Global shares are mixed after a late slide pulled major indexes into the red on Wall Street, leaving the S&P 500 and the Dow Jones Industrial Average slightly below record highs they set a day earlier
Global shares were mixed Friday in quiet New Year’s Eve trading.
Paris and London were lower while Hong Kong and Shanghai advanced. The activity was relatively quiet with many investors having closed out their positions for the year.
Markets in Tokyo, Frankfurt and many other cities were closed.
Investors will likely not make any large moves until next week with the start of the New Year, though in China end-of-year window dressing may have pushed prices higher.
In Paris, the CAC 40 lost 0.2% to 7,158.45. Britain’s FTSE 100 shed 0.4% to 7,375.91. The future for the Dow industrials edged less than 0.1% lower while the contract for the S&P 500 also lost less than 0.1%.
In Asia, Hong Kong jumped 1.2% in New Year’s Eve trading to 23,397.67 and the Shanghai Composite index gained 0.6% to 3,639.78. Sydney lost 0.9% to 7,444.60 as the number of new coronavirus cases in some parts of Australia surged.
India’s Sensex rose 0.8%.
A survey released Friday showed Chinese factory activity edged higher in December as supply disruptions eased and export demand weakened.
The monthly purchasing managers’ index issued by the national statistics agency and an industry group gained to 50.3 from November’s 50.1 on a 100-point scale on which numbers above 50 show activity accelerating.
On Thursday, the benchmark S&P 500 index slipped 0.3% a day after notching a record high, closing at 4,778.73. The Dow Jones Industrial Average, which also set a new high Wednesday, fell 0.2% to 36,398.08. The Nasdaq also slipped 0.2%, to 15,741.56.
The Russell 2000 index of smaller-company stocks slipped less than 0.1% to 2,248.79.
Major U.S. stock indexes are on pace to end December with solid gains, capping a banner year for the market.
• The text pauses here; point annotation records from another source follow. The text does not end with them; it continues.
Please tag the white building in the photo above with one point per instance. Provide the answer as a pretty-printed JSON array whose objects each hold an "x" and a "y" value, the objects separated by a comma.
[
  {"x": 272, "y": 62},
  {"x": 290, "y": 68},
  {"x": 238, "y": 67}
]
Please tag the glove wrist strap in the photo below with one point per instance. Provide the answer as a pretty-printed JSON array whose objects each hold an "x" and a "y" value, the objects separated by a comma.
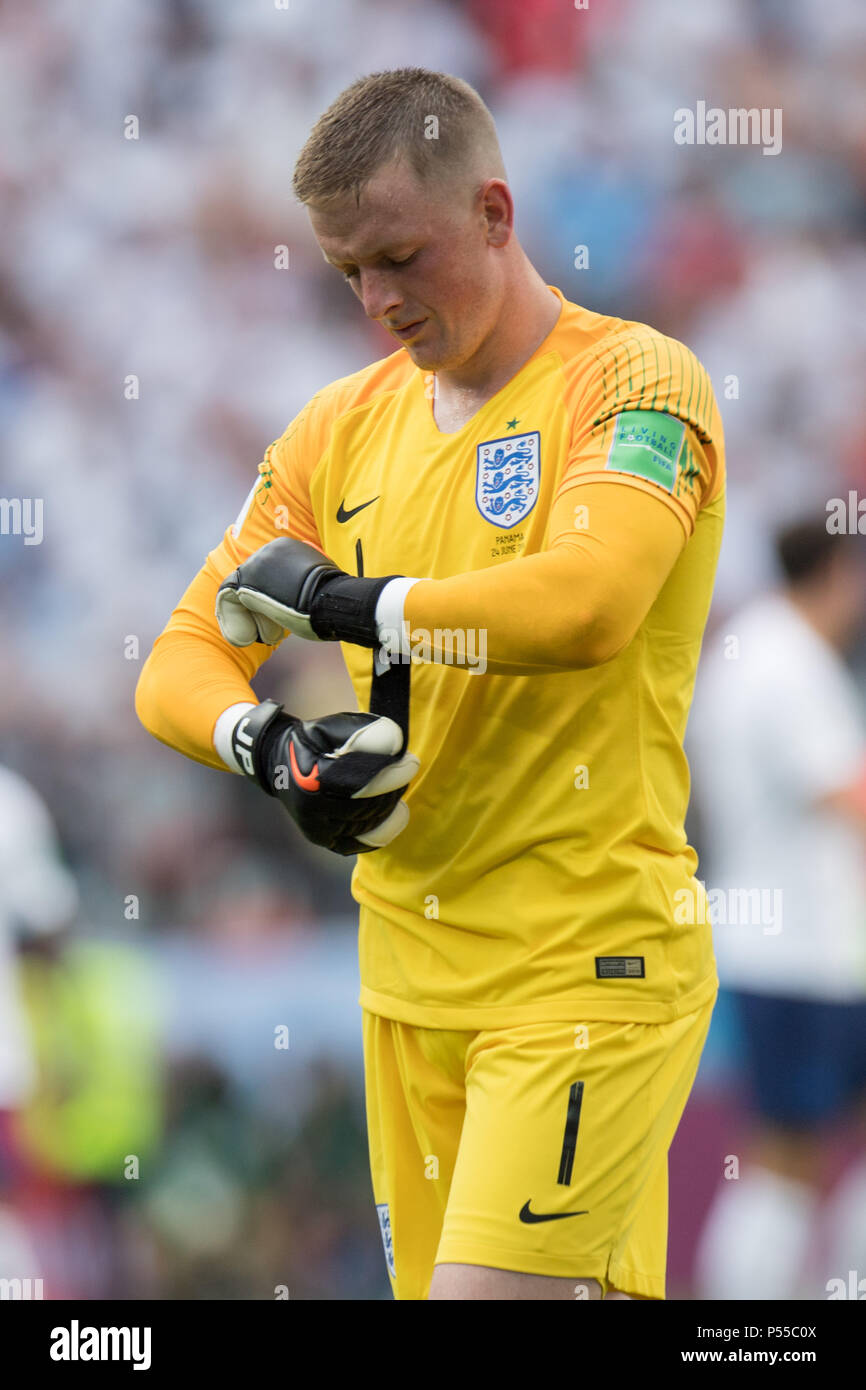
[
  {"x": 344, "y": 609},
  {"x": 250, "y": 740}
]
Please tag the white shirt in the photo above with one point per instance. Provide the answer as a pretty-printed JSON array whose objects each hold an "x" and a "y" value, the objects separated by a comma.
[
  {"x": 35, "y": 893},
  {"x": 776, "y": 726}
]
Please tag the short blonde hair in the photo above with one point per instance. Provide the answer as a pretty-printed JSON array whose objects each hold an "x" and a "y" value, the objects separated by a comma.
[{"x": 437, "y": 121}]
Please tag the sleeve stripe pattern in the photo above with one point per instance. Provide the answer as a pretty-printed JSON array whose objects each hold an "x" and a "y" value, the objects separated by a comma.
[{"x": 680, "y": 387}]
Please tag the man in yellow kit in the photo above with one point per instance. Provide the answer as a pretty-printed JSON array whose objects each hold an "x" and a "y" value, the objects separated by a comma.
[{"x": 520, "y": 512}]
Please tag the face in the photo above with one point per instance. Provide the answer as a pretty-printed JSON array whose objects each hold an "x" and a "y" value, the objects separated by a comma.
[{"x": 424, "y": 262}]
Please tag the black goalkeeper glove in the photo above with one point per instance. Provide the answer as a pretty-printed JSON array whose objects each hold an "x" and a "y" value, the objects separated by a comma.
[
  {"x": 289, "y": 585},
  {"x": 339, "y": 777}
]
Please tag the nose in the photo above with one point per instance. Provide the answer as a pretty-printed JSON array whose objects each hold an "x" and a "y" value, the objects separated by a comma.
[{"x": 378, "y": 293}]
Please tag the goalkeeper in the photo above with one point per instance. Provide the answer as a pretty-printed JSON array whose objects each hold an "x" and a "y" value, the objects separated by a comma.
[{"x": 541, "y": 487}]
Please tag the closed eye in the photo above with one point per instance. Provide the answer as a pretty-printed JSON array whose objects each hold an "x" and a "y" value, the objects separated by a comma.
[{"x": 387, "y": 260}]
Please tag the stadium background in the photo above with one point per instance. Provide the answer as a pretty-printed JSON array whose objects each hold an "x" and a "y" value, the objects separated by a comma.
[{"x": 154, "y": 257}]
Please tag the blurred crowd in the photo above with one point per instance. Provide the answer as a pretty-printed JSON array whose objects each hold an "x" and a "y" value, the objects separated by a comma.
[{"x": 150, "y": 350}]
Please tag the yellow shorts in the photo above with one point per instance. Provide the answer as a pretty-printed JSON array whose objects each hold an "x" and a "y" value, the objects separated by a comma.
[{"x": 538, "y": 1148}]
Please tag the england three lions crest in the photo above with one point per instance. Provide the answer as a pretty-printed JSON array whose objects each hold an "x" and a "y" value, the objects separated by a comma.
[{"x": 506, "y": 478}]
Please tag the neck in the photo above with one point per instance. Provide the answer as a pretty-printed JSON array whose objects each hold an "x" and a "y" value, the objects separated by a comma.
[{"x": 528, "y": 313}]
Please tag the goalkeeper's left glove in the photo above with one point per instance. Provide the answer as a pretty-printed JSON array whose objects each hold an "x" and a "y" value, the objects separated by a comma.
[
  {"x": 291, "y": 585},
  {"x": 339, "y": 777}
]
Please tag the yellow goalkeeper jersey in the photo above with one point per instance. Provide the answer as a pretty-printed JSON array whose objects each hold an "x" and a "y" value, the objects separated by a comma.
[{"x": 545, "y": 868}]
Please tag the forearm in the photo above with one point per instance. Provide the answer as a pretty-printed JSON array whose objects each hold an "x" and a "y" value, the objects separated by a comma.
[{"x": 192, "y": 676}]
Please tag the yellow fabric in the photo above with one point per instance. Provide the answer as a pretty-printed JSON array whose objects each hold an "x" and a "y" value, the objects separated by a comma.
[
  {"x": 546, "y": 823},
  {"x": 466, "y": 1127}
]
The S&P 500 is headed for a gain of more than 27% for 2021, the best performance since 2019, another standout year.
A wave of consumer demand fueled by the reopening of economies pumped up corporate profits more than expected this year, which helped keep investors in a buying mood.
The Federal Reserve and other central banks also helped, by keeping interest rates low, which makes borrowing money more affordable for companies and consumers.
Plenty of economic challenges persists, including rising inflation, global supply chain disruptions and outbreaks of more contagious variants of the COVID-19 virus.
Investor concerns about the omicron variant, which is spreading fast and quickly becoming the dominant coronavirus variant, have eased in recent weeks after researchers said it appears to cause less severe symptoms.
Technology companies accounted for a big share of Wall Street’s late-afternoon slide. Micron Technology led the sector decline, dropping 2.4% after disclosing that its memory chip output has been hindered by a lockdown in the Chinese city of Xi’an intended to contain a coronavirus outbreak.
Investors got a couple of bits of good news. The number of Americans applying for unemployment benefits fell below 200,000, more evidence that the job market remains strong in the aftermath of last year’s coronavirus recession. Wall Street will get the December jobs report next week.
Meanwhile, the Chicago Purchasing Manager Index, a gauge of manufacturing and economic activity, came in at 63.1 for December. That’s slightly better than the reading of 62.0 that economists were expecting, according to FactSet.
The yield on the 10-year Treasury note was steady at 1.51%, down from 1.54% on Wednesday.
In another trading, U.S. benchmark crude oil lost 34 cents to $76.65 per barrel in electronic trading on the New York Mercantile Exchange. It picked up 43 cents to $76.99 per barrel on Thursday.
Brent crude oil, the basis for pricing international oils, gave up 29 cents to $79.24 per barrel.
The U.S. dollar rose to 115.09 Japanese yen from 115.08 yen. The euro slipped to $1.1318 from $1.1326.